Tego punktu w ogóle nie powinno być w zestawieniu, ale sami wiecie, człowiek ima się różnych zawodów, spotyka się z różnymi pracodawcami, którzy albo płacą grosze, albo z opóźnieniem, albo wcale.
5. Wolne wakacje
Urlop nauczycielski – najbardziej wypominany urlop w Polsce. Temat rzeka. Dla niektórych najważniejszy argument, żeby zostać nauczycielem (serio?). 2 miesiące wakacji + ferie + wolne święta. Ok, jest trochę tego. Przyznam, miło się odpoczywa w okresie letnim, jest sporo czasu na leniuchowanie lub wyjazd na obóz z dzieciakami (lub na inną aktywność, niekoniecznie zarobkową). Na początku mojej przygody ze szkołą, wolne wakacje były dla mnie zbawieniem, rajem na ziemi. Dzisiaj niekoniecznie. Zmieniły się moje plany, priorytety życiowe. Chcę podróżować jak najwięcej, a praca w szkole uniemożliwia mi urlop w dowolnym okresie w roku. Jestem „skazany” na sam środek sezonu, gdzie ceny wyjazdów są patologiczne. Przynajmniej dla polskiego nauczyciela.
Byłbym hipokrytą, gdybym narzekał na wolny lipiec i sierpień. Wyjazdy planuję z dużym wyprzedzeniem, więc ceny bolą, ale są do przełknięcia. Wakacje to czas kiedy mogę trochę poleniuchować z moją MAŁĄ, przy okazji nadrabiam zaległości blogowe z całego roku.

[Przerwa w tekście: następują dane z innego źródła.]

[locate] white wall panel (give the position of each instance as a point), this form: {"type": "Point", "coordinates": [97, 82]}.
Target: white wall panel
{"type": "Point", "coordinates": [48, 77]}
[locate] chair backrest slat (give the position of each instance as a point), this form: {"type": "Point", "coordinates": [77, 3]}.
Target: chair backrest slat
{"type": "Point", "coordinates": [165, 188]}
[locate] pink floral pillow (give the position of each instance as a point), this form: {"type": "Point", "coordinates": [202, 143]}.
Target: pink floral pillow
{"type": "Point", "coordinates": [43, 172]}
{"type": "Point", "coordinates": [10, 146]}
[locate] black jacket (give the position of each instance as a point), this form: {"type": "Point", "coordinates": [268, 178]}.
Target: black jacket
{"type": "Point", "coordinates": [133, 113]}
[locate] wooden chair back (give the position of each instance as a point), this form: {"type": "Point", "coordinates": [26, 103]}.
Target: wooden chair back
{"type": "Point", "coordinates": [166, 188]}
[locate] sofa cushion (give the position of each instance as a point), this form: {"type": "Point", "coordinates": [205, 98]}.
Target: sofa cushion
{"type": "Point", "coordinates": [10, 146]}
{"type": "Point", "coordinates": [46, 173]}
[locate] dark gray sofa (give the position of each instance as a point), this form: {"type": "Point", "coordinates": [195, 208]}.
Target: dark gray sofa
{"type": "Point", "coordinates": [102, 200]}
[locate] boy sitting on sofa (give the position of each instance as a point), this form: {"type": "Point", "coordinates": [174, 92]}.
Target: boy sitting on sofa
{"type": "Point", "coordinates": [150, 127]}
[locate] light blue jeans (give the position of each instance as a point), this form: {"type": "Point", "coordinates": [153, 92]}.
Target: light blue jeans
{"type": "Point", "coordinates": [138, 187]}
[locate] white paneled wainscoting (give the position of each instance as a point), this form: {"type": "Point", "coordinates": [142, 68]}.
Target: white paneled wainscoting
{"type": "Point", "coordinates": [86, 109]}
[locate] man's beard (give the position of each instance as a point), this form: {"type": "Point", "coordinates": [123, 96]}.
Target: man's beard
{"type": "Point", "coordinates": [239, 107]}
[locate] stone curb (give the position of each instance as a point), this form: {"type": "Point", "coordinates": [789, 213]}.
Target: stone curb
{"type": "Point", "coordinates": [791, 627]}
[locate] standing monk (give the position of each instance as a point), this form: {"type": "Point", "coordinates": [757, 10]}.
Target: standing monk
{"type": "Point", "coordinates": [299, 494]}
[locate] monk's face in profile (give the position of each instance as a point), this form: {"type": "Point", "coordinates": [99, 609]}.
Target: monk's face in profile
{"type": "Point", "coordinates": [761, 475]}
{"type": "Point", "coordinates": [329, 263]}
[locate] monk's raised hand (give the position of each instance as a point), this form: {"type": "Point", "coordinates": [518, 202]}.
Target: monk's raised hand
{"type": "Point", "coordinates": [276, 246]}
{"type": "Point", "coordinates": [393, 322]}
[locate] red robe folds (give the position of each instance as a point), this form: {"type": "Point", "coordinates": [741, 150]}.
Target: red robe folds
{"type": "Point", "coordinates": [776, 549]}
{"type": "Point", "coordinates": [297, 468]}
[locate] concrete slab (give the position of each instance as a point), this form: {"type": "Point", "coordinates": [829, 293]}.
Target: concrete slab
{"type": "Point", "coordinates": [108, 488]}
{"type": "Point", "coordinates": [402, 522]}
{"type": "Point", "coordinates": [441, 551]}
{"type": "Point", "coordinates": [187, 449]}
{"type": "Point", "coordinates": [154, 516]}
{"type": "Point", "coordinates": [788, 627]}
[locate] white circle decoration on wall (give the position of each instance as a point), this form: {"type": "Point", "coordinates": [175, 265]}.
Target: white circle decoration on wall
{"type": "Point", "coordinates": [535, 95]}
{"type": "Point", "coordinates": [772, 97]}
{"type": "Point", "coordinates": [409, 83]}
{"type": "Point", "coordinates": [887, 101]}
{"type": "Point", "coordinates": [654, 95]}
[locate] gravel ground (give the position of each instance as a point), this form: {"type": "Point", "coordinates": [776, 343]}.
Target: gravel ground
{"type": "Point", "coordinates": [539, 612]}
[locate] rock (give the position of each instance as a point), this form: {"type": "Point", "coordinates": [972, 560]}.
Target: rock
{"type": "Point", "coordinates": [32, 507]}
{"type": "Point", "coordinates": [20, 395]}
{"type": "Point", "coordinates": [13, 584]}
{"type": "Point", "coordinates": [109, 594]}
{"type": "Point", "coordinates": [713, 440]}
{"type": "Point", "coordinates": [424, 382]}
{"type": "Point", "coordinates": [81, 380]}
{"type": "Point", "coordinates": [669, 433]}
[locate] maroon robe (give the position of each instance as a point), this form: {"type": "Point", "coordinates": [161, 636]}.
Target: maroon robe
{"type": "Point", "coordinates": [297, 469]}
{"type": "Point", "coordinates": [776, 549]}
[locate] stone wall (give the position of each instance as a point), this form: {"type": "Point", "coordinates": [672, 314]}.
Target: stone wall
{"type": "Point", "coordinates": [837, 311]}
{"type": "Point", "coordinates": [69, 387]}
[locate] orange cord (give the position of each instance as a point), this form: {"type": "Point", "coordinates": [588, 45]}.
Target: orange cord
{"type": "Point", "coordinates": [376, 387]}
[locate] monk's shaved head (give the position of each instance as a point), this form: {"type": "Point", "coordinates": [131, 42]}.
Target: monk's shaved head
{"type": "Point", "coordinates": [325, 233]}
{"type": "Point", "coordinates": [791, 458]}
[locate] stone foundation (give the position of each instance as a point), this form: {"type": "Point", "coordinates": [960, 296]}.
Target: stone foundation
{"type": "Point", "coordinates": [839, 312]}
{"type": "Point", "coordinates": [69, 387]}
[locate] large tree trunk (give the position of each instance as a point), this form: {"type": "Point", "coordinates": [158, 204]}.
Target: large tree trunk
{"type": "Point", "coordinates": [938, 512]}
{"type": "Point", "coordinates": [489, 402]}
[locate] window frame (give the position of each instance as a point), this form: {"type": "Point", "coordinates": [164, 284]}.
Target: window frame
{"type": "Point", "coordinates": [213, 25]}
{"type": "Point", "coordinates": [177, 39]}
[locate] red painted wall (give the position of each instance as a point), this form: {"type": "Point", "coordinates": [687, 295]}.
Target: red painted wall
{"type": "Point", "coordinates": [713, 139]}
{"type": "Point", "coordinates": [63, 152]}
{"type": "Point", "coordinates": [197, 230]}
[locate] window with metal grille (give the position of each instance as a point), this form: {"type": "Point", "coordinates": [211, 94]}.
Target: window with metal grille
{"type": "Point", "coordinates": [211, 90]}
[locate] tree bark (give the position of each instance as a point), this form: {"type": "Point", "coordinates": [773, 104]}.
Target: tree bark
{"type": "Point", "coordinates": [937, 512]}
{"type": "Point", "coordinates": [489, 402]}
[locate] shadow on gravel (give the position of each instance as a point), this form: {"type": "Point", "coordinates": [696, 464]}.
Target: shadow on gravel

Wakacje to piękny czas…
6. Możliwość dorobienia w godzinach popołudniowych
Większość nauczycieli łączy pracę w szkole z treningami w klubie sportowym (etat w szkole to głodowa pensja). Wszystkie lekcje kończą się max o 16:30, więc mam czas na dorobienie w klubie piłkarskim. Wszystko jest płynne, nie mam przeszkód, część dzieciaków znam ze szkoły. Klub, szkoła i blog tworzy mój ekosystem. Wszystko jest ze sobą powiązane. Soboty i niedziele wolne, tzn. dla mnie nie do końca wolne, bo w weekendy jeżdżę ze swoimi chłopakami z Łódzkiej Akademii Futbolu na turnieje lub gramy ligę. Nie ma to związku ze szkołą, to mój wybór, chcę to robić. Działam na wielu płaszczyznach, pracuję w wielu miejscach, nie ma mowy o nudzie, rutynie. Praca w klubie to dla mnie odskocznia, możliwość pracy z dziećmi, które przychodzą na trening bo CHCĄ. Odpadają problemy wychowawcze, papierkowa robota, świat jest wtedy piękniejszy 🙂
7. Wychowanie fizyczne!
Dzieciaki (zwłaszcza młodsze) uwielbiają nasz przedmiot, więc pół roboty mamy z głowy. Nie musimy zachęcać, zmuszać, straszyć. W podstawówce dzieci aż się rwą do ruchu, rozpiera ich energia. Czekają przed szatni, gotowi na wycisk. W takich warunkach chce się pracować. Mega pozytywnie!
Na lekcji wychowania fizycznego mogę „odpocząć” od piłki nożnej. Tak, odpocząć. Czasami mam przesyt futbolu, wszędzie tylko piłka, piłka i jeszcze raz piłka. W tygodniu, weekendy, w telewizji i na stadionie. Zgłupieć można do reszty. Na lekcji mogę skupić się na innych dyscyplinach, złapać trochę oddechu, nauczyć nowych elementów, zastosować inne gry i zabawy ruchowe. Oczywiście, są klasy z którymi pracuję mi się wybornie, z innymi zaś męczę się niemiłosiernie. Ogólnie na plus, choć dzieci są „inne”, ale to kolejny temat rzeka. Ma być miło i przyjemnie.
8. Brak nudy!
W szkole jestem nauczycielem, organizatorem, sprawozdawcą, wychowawcą, informatykiem. I Bóg wie, kim jeszcze. Chociaż czasami marudzę, narzekam na coraz to nowe obowiązki, psioczę gdy mam wypełnić dokumenty szkolne, to z drugiej strony… ciągle coś się dzieje. Na każdym kroku wychodzę ze strefy komfortu, dzięki czemu stale się rozwijam. W różnych aspektach. Ale jak miałem tremę przed wystąpieniami publicznymi, tak mam do tej pory. Obym znowu nie musiał występować publiczne na uroczystościach szkolnych. To za wiele dla mnie.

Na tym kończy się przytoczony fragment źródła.